The saga of the St. Laurent North pipeline replacement project is certainly open to more than one conclusion, given the need for some gas in even the most ambitious electrification scenarios and the possibility of clean gases becoming available over the longer term. But it raises a series of larger questions for communities, utilities, and regulators trying to navigate the transition to a net-zero energy system—across Ontario, and across the country.

  • What are the options for municipalities that take their climate commitments seriously, and wish to engage in integrated resource planning? “The regulatory arena is not for the faint of heart,” one stakeholder said, and it’s hard enough for cities to advocate effectively for the IRP processes they want when they have resources and qualified technical staff to devote to the issue. The challenge is magnified for communities, including smaller municipalities, that have little or no capacity to conduct independent analysis and make a firm case for whatever decarbonization pathway best aligns with their needs and priorities. One stakeholder pointed to Kingston, Ontario as a community that is better able to control gas distribution because it owns its municipal gas utility.
  • What’s the future for gas utilities whose fundamental business model is jeopardized by the imperative to decarbonize, the declining costs of alternatives, and the often ignored potential of behind-the-meter solutions? Stakeholders suggested a company like Enbridge could better prepare itself for a net-zero future by diversifying its business into electricity or heat pumps, or emulating the model emerging in Quebec, where the provincial electricity and gas utilities are attempting to integrate their energy supply and efficiency programs. The main obstacle has to do with business and finance, not technology choices.
  • What is the recourse if stakeholders believe a utility has failed to comply with a regulatory mandate? The OEB set a clear expectation for integrated resource planning in 2021 and reinforced it with the St. Laurent North decision in 2022. Some stakeholders said that type of mandate will dictate a more proactive monitoring and enforcement role that may be unfamiliar for an institution like the OEB. Their observations raise important questions about the role of the regulator and whether it has the authority—or, at present, the capacity—to address an essential, emerging issue on the road to a net-zero future. Ontario’s Electrification and Energy Transition Panel has been wrestling with this and a number of other, related questions, and its report later this year is expected to make an important contribution to the discussion.
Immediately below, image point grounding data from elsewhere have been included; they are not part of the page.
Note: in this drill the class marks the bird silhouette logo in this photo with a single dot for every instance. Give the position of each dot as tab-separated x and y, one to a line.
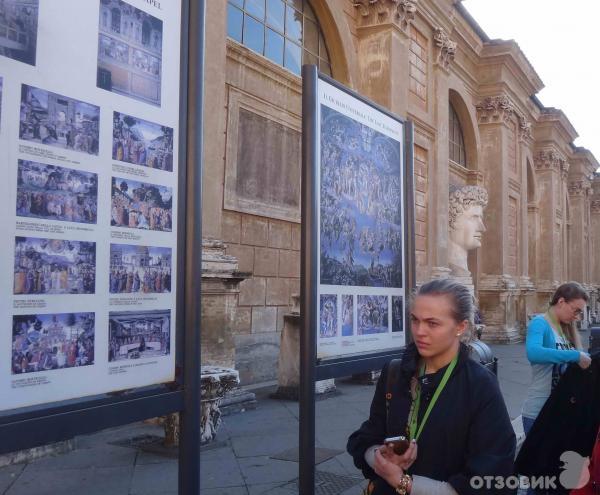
576	472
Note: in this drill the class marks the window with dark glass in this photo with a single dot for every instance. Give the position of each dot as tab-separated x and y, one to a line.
456	141
116	20
284	31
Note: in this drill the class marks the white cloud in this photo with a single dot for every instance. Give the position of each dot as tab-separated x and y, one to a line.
559	38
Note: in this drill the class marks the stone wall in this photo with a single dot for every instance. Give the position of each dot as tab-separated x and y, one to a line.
414	58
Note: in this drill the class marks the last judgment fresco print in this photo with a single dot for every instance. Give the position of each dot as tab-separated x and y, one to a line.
361	193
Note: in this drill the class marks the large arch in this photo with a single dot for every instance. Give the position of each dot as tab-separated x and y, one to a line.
468	121
338	38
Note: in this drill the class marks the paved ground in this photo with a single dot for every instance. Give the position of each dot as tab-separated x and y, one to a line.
242	461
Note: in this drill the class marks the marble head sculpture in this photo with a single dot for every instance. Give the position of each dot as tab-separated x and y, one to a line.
466	225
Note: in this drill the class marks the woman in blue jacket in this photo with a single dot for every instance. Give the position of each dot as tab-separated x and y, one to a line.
553	343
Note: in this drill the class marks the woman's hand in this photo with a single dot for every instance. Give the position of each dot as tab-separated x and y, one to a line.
405	460
584	360
387	469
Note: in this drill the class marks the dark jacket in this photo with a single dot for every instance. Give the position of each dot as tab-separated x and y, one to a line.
568	421
468	432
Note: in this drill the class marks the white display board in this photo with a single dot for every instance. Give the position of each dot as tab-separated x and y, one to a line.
361	233
89	117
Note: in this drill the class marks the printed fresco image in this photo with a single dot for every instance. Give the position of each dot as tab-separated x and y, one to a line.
44	342
18	29
328	316
141	142
397	314
372	314
138	205
139	269
129	51
361	225
54	266
139	334
56	193
56	120
347	315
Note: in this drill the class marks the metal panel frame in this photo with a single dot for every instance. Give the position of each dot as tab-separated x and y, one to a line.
312	369
29	427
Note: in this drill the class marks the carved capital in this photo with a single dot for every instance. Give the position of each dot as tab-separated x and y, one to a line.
525	129
550	159
375	12
445	48
495	110
564	169
576	188
579	187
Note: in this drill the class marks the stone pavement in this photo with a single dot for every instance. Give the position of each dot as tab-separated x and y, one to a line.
246	457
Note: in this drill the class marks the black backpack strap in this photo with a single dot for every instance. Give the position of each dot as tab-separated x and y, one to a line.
393	377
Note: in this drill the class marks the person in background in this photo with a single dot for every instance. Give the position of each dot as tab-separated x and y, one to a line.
552	343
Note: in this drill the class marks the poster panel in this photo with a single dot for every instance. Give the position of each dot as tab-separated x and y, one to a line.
89	117
361	232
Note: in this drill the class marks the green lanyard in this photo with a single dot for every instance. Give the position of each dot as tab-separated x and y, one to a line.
414	429
557	326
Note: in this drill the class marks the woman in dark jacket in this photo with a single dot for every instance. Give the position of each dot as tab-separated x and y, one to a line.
449	406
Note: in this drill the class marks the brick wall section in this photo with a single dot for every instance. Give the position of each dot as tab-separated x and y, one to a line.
417	70
421	174
270	250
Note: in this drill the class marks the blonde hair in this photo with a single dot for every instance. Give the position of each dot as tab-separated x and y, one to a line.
569	292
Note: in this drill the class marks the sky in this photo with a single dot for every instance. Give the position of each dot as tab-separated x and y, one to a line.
559	38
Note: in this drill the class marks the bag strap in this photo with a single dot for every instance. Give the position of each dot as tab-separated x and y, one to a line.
393	376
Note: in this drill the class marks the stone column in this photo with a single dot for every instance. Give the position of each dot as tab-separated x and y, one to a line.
526	304
578	192
444	50
595	240
549	167
498	291
214	119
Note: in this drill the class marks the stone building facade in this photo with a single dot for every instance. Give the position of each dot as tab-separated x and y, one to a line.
477	122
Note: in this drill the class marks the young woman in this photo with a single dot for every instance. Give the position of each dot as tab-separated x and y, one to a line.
552	343
448	405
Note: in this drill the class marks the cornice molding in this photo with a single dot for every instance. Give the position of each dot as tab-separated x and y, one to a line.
377	12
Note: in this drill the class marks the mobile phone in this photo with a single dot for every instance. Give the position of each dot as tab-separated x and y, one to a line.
398	444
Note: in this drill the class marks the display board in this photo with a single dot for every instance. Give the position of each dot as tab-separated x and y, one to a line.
361	268
89	117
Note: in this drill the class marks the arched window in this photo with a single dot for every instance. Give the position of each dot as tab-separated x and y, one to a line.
456	140
284	31
116	20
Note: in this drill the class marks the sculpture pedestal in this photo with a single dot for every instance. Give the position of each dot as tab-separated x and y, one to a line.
214	383
289	363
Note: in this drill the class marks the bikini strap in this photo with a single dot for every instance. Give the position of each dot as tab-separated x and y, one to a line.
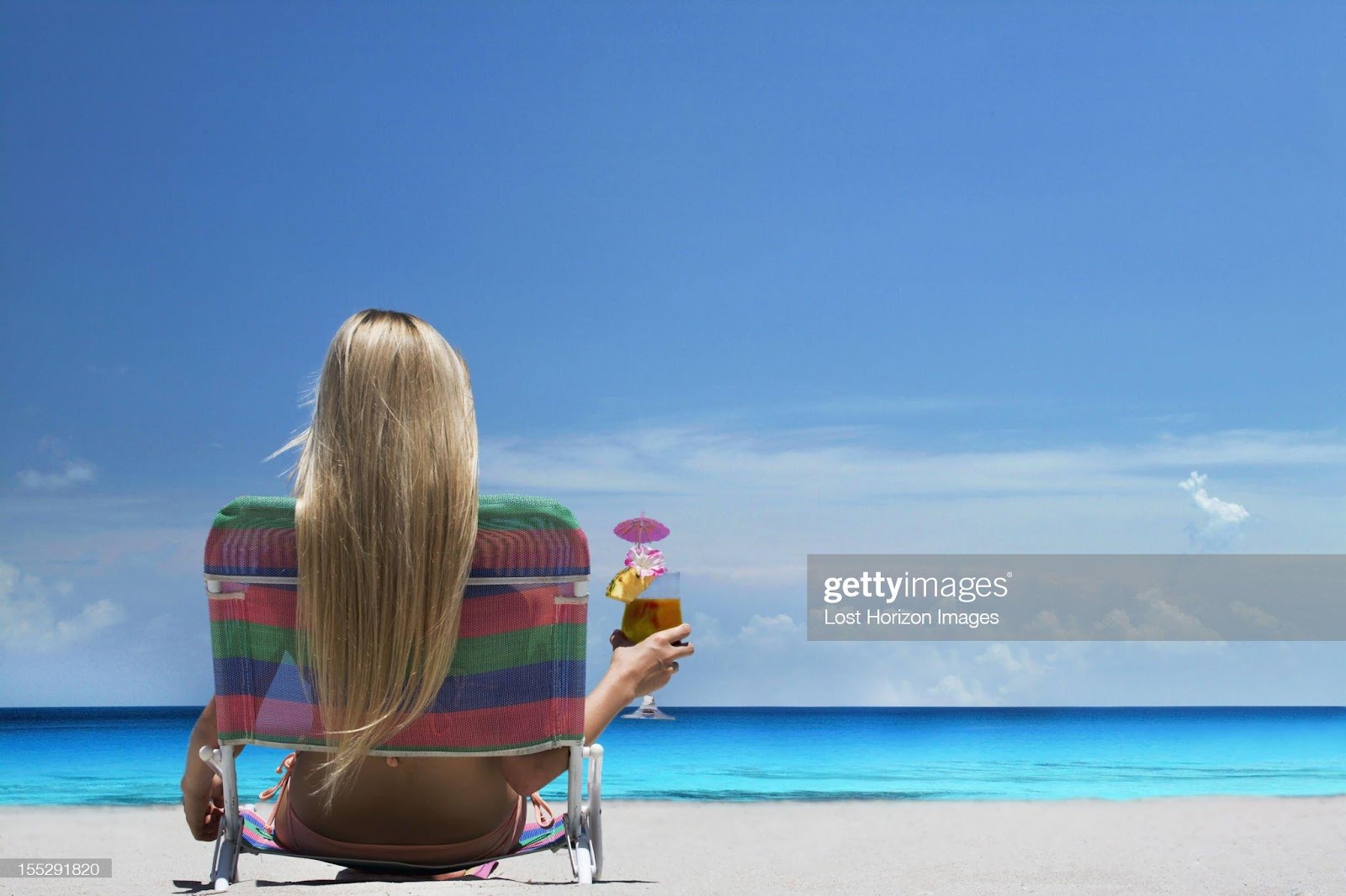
286	766
545	815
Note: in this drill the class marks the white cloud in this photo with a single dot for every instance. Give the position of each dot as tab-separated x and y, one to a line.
1220	513
29	622
852	463
73	473
776	628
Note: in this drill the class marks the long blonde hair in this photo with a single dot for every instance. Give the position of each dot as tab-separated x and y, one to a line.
385	520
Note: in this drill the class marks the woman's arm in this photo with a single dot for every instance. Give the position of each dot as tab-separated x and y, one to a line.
202	792
636	671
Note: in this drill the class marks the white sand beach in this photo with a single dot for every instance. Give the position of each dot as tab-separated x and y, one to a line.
1181	846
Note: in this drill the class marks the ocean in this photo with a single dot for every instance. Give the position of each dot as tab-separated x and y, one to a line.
135	755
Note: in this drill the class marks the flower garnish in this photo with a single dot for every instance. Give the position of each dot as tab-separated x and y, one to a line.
646	561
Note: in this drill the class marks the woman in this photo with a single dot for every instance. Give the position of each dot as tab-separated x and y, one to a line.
385	521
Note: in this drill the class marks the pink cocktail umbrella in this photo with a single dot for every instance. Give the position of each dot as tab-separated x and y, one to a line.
641	530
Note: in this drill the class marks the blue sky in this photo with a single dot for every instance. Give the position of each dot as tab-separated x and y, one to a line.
793	278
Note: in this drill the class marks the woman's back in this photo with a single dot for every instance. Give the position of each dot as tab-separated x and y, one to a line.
421	799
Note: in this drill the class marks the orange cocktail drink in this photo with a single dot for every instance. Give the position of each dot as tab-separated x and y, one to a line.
646	615
657	608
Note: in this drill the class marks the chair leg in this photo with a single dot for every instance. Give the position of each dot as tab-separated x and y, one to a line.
225	864
594	808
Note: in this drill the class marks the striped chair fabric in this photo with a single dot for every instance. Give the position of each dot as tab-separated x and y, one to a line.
517	680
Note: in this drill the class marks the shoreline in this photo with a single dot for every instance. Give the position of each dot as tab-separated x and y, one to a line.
1146	846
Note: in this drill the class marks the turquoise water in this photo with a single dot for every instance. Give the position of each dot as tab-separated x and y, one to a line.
135	755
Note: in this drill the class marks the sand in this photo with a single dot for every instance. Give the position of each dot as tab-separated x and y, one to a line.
1244	846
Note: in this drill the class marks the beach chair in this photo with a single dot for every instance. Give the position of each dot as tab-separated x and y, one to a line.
516	685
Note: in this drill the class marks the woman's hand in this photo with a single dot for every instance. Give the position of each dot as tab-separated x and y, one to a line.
202	792
636	671
650	664
204	803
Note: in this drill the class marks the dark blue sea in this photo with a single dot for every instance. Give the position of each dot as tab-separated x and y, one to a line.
135	755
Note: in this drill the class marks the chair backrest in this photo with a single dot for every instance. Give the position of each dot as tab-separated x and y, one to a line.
517	681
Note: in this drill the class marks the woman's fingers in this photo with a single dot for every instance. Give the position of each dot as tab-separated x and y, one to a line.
681	650
675	634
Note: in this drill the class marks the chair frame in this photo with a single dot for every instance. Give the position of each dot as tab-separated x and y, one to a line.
583	806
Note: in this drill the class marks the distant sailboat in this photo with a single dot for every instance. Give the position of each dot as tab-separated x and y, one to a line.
648	709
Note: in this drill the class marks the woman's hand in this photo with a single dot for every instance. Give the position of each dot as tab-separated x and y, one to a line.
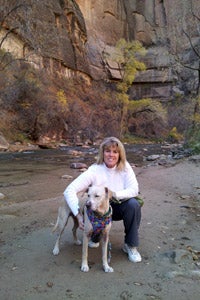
79	218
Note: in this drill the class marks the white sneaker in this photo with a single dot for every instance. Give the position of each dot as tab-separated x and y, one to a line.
133	254
91	244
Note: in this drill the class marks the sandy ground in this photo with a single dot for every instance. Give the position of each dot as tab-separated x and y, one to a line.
169	239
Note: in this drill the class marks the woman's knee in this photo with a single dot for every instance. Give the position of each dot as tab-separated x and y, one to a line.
133	204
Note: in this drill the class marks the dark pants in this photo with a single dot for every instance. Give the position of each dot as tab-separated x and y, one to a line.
130	212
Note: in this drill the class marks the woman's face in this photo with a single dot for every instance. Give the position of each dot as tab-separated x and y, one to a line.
111	156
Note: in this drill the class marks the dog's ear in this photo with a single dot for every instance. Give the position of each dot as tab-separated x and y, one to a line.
108	193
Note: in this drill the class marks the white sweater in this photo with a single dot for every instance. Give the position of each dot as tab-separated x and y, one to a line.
123	183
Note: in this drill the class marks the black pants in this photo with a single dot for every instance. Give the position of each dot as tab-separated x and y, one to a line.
130	212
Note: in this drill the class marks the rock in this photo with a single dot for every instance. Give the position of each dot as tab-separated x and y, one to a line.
153	157
195	158
4	145
78	166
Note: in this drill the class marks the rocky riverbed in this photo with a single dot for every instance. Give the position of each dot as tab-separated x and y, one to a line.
32	185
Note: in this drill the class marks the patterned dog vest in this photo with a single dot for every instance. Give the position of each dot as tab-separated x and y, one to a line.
98	223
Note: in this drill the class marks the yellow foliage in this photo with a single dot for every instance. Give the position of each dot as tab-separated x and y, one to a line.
174	135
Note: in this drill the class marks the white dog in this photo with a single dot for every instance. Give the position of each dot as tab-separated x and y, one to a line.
97	223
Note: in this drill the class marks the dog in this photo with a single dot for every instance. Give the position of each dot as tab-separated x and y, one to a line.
97	216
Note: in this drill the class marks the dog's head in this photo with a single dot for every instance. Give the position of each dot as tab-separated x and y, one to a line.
98	199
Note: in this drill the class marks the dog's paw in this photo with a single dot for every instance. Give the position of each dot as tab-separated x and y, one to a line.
78	242
56	251
84	268
108	269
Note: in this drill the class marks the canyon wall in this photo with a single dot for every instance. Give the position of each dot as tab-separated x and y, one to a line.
68	37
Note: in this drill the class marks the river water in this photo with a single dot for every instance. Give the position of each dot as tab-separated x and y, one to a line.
37	175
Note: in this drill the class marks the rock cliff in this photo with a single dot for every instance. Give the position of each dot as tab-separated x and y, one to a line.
66	37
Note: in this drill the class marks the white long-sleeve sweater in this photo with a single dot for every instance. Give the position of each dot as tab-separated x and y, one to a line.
123	183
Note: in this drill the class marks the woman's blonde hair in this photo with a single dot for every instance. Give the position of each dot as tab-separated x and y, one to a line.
106	144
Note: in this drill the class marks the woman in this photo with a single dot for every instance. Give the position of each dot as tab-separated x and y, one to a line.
112	170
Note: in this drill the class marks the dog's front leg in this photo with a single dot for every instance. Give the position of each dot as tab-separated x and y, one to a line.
106	267
84	264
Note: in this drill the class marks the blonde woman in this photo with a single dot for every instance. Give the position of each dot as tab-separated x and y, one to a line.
112	170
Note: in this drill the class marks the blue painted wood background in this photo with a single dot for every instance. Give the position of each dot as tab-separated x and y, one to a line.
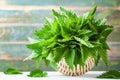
20	18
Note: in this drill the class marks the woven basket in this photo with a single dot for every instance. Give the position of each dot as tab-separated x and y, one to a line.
78	70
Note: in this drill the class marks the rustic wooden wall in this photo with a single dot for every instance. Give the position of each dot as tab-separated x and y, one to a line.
20	18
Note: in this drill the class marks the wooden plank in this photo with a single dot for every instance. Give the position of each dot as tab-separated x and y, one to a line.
61	2
16	34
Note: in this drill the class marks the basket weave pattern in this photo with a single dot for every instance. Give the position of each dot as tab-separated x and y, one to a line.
78	70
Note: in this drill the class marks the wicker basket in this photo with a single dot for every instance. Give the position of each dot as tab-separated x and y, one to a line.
78	70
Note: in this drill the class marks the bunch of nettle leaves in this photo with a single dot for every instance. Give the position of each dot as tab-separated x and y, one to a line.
71	37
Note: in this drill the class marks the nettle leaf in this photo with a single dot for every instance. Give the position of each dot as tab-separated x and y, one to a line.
103	55
69	57
70	36
86	43
59	52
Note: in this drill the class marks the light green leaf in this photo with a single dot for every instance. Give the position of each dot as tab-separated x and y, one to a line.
37	73
12	71
69	57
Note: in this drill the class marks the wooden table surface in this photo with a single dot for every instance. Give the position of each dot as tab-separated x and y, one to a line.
52	75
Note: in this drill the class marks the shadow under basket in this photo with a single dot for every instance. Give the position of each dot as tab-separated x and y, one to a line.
78	70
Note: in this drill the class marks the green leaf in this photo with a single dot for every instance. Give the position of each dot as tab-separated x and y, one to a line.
103	54
32	56
111	74
12	71
37	73
69	57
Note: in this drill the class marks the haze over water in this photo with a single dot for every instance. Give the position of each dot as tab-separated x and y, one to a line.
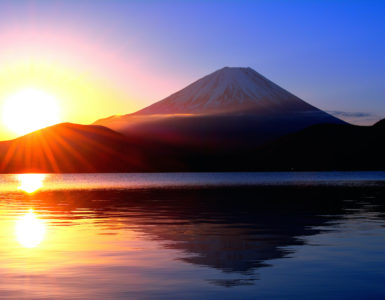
244	235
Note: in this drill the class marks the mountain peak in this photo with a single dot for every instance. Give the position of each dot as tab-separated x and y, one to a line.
230	89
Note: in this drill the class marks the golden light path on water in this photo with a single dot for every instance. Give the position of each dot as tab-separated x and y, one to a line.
30	230
30	183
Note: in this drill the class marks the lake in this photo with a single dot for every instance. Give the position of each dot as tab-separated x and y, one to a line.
282	235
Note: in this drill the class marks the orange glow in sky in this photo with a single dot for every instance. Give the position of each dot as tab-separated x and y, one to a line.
88	80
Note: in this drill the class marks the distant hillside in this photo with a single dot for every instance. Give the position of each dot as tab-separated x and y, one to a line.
78	148
327	147
69	148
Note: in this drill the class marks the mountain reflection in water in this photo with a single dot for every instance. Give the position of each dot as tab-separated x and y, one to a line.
173	242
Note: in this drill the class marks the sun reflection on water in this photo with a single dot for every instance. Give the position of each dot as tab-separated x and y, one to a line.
30	230
30	183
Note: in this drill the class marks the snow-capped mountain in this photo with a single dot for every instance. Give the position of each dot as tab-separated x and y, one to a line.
234	106
228	90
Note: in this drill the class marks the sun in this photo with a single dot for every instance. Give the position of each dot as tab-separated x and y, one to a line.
30	109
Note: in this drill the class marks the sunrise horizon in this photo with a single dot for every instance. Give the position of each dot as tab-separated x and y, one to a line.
192	149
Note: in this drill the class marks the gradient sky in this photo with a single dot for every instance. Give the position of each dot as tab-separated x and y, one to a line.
113	57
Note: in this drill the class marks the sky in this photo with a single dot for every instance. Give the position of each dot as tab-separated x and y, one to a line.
100	58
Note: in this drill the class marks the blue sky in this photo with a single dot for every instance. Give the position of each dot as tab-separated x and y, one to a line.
329	53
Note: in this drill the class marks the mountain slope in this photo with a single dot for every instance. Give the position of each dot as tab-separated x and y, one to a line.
228	90
327	147
70	148
233	105
67	148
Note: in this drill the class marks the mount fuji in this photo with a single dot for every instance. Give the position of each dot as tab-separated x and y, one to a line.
229	90
235	107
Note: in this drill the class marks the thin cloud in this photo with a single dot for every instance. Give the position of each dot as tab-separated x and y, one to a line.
357	118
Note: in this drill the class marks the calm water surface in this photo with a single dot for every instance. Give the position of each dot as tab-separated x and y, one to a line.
188	236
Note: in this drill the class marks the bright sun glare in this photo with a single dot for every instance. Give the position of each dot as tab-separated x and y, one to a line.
30	183
29	110
30	230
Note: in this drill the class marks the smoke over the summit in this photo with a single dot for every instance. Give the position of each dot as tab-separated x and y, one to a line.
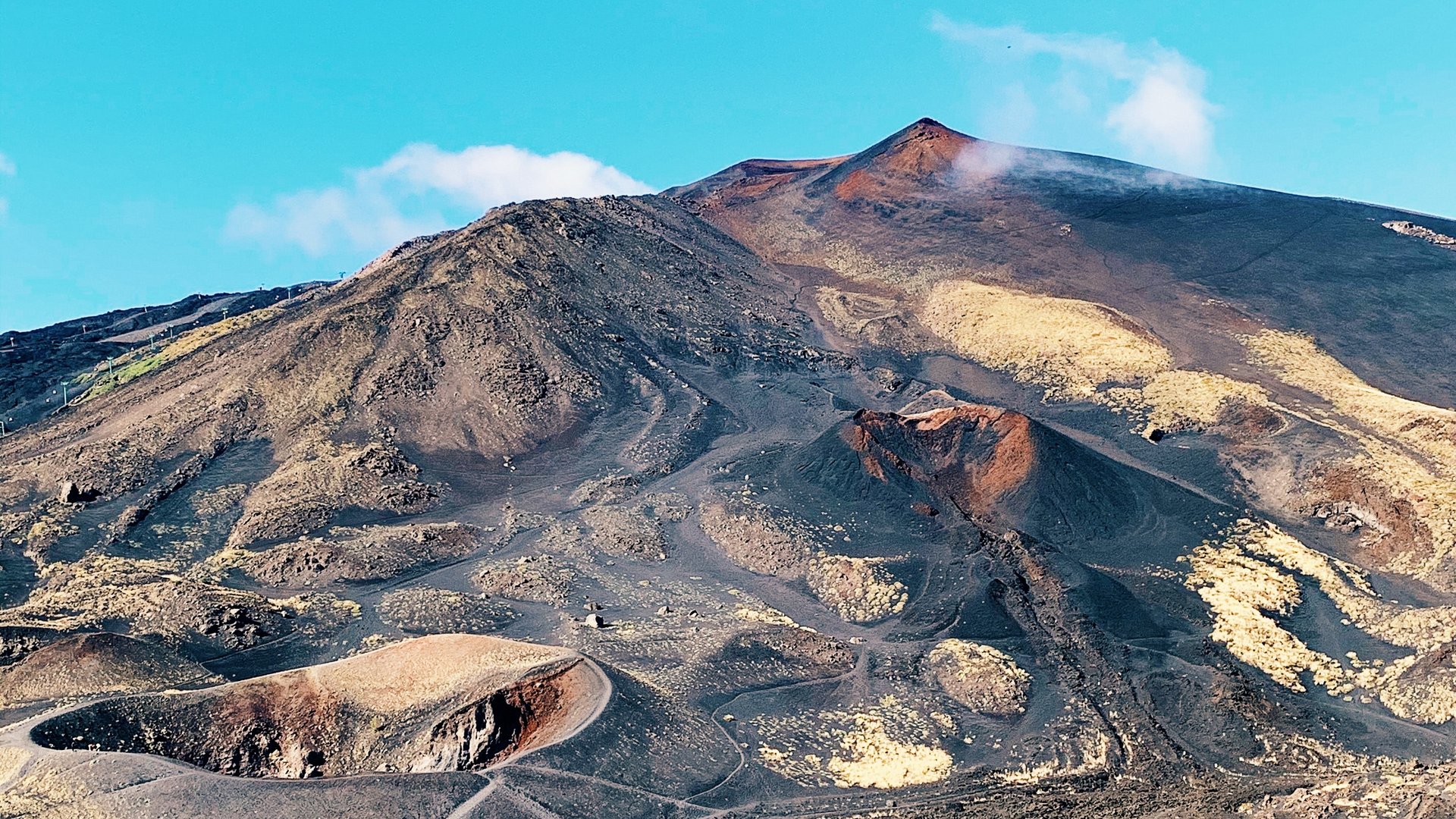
1149	99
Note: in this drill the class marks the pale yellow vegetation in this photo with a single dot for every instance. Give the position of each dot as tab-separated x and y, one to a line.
858	589
1184	400
1410	447
871	758
1299	362
1241	580
874	745
1066	346
979	676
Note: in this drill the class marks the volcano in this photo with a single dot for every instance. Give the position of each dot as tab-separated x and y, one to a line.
946	477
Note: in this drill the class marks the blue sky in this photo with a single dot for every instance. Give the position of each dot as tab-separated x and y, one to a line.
152	150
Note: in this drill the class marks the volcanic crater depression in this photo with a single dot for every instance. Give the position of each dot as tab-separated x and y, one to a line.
443	703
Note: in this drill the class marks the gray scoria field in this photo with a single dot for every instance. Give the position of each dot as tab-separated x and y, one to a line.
940	479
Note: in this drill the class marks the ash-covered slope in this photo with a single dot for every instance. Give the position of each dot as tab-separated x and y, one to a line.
948	474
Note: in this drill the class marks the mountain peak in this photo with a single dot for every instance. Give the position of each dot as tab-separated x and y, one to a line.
915	155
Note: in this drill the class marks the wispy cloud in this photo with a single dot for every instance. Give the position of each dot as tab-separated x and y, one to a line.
413	191
1149	98
6	169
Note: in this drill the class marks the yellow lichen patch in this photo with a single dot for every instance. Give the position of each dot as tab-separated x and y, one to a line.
871	758
1410	447
979	676
875	745
1066	346
1347	588
1239	589
858	589
1299	362
1241	579
1184	400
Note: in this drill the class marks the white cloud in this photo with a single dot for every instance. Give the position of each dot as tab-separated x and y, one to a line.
1158	110
413	193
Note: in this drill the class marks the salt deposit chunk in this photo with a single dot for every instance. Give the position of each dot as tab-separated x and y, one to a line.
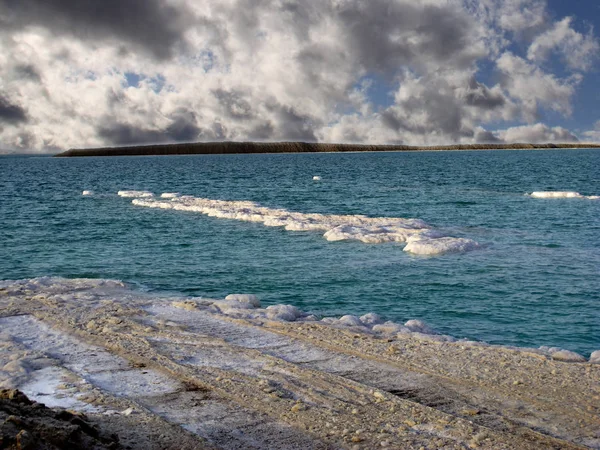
556	194
568	356
135	194
249	299
287	313
227	305
371	319
420	245
351	321
389	328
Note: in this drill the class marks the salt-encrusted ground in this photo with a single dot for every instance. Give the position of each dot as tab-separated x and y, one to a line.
191	373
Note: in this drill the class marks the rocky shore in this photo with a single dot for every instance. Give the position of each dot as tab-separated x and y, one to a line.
201	373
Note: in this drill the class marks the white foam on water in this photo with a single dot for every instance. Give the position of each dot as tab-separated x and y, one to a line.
423	245
369	230
562	194
135	194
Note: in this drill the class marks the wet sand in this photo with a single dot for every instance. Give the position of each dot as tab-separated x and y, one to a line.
179	373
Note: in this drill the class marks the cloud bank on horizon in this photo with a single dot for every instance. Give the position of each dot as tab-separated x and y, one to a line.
122	72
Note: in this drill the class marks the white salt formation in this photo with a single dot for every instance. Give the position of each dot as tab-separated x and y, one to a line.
562	194
421	238
135	194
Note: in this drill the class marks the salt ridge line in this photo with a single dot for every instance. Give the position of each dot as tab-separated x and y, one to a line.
562	194
248	307
421	239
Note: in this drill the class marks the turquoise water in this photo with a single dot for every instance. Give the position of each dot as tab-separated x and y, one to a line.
534	282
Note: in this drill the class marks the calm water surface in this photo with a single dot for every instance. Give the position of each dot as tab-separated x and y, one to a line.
535	282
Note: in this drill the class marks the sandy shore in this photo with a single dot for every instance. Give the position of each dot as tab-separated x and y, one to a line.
173	373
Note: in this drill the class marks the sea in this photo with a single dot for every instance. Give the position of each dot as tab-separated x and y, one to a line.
532	279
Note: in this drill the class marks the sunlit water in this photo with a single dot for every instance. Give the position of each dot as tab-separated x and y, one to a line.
535	281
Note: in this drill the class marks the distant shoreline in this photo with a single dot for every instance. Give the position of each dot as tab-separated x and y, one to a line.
219	148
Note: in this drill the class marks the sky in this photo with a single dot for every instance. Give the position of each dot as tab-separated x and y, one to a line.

  • What further actions must governments take to demonstrate that they’re serious about decarbonization, to allay stakeholders’ doubts based on past climate commitments? And what can stakeholders do in the meantime? Long-term infrastructure planning is necessarily an exercise in anticipating and assessing contingencies, and until emissions begin to fall, there will be some logical basis for gas utilities to assume they won’t—and yet those utilities’ expansion plans could help make the assumption a dangerous, self-fulfilling prophecy. In a federal-provincial system, the power of legislated net-zero commitments at the national level must be reflected and reciprocated by genuine, ambitious action by provincial governments—often through mandated action via legislation or regulation. But by the time elected officials of all partisan stripes are ready to work across jurisdictions on an integrated response to the climate emergency, it may be too late to get emissions under control. While all stakeholders are entitled to expect policy certainty, there is still a growing opportunity for gas utilities to navigate policy uncertainty in ways that embrace the opportunities available to them in a decarbonized future.
  • What is the recourse for ratepayers or others who may face significant stranded asset costs if their gas utility bets on the wrong scenario for future decarbonization? Unless this issue is anticipated and prevented, there is a possibility that it will evolve into a trade-off between two societal challenges—the imperative to decarbonize the entire economy by 2050, and the high future cost to individual households and businesses of infrastructure that, with hindsight, may turn out to be redundant to community needs.